Avascular necrosis (AVN) of the femoral head is a progressive condition that disproportionately affects younger adults, often leading to femoral head collapse and eventual total hip arthroplasty if untreated in its early phases. The disruption of blood supply results in osteocyte death, structural weakening, and subchondral fracture, culminating in articular surface irregularity and secondary osteoarthritis [1]. With an increasing incidence linked to corticosteroid use, alcohol consumption, and traumatic injuries, early intervention remains critical to preserve native joint function and delay or avoid prosthetic replacement, particularly in patients under 50 years who face higher risks of revision surgery [2].

Core decompression, introduced decades ago, aims to reduce intraosseous pressure, restore venous drainage, and stimulate reparative processes in the necrotic zone. It has become a cornerstone for pre-collapse stages (Ficat-Arlet 1 and 2, or ARCO 1–3A), offering pain relief and halting progression in many cases. However, outcomes vary, with success rates ranging from 60–80% in early disease, limited by incomplete regeneration of viable bone and persistent ischaemia [3].

Regenerative orthobiologics have emerged as promising adjuncts to enhance healing. Bone marrow aspirate concentrate (BMAC), rich in mesenchymal stem cells, growth factors such as vascular endothelial growth factor (VEGF), and anti-inflammatory cytokines, promotes angiogenesis, osteogenesis, and tissue repair [4]. Preclinical and clinical evidence suggests BMAC can differentiate into osteoblasts, revascularise ischaemic areas, and modulate the inflammatory microenvironment that exacerbates necrosis [5].

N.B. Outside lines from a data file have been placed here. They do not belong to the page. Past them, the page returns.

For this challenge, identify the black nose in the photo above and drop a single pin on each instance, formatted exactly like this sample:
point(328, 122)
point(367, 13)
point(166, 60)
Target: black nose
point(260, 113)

Multiple studies have explored BMAC augmentation in AVN. Early reports demonstrated improved survivorship and functional scores compared to decompression alone, particularly in pre-collapse lesions [6]. Long-term follow-ups have shown reduced rates of progression to collapse, with BMAC providing a cellular scaffold for bone regeneration. However, results in more advanced pre-collapse stages remain debated, with some series reporting equivalent outcomes to standalone decompression [7].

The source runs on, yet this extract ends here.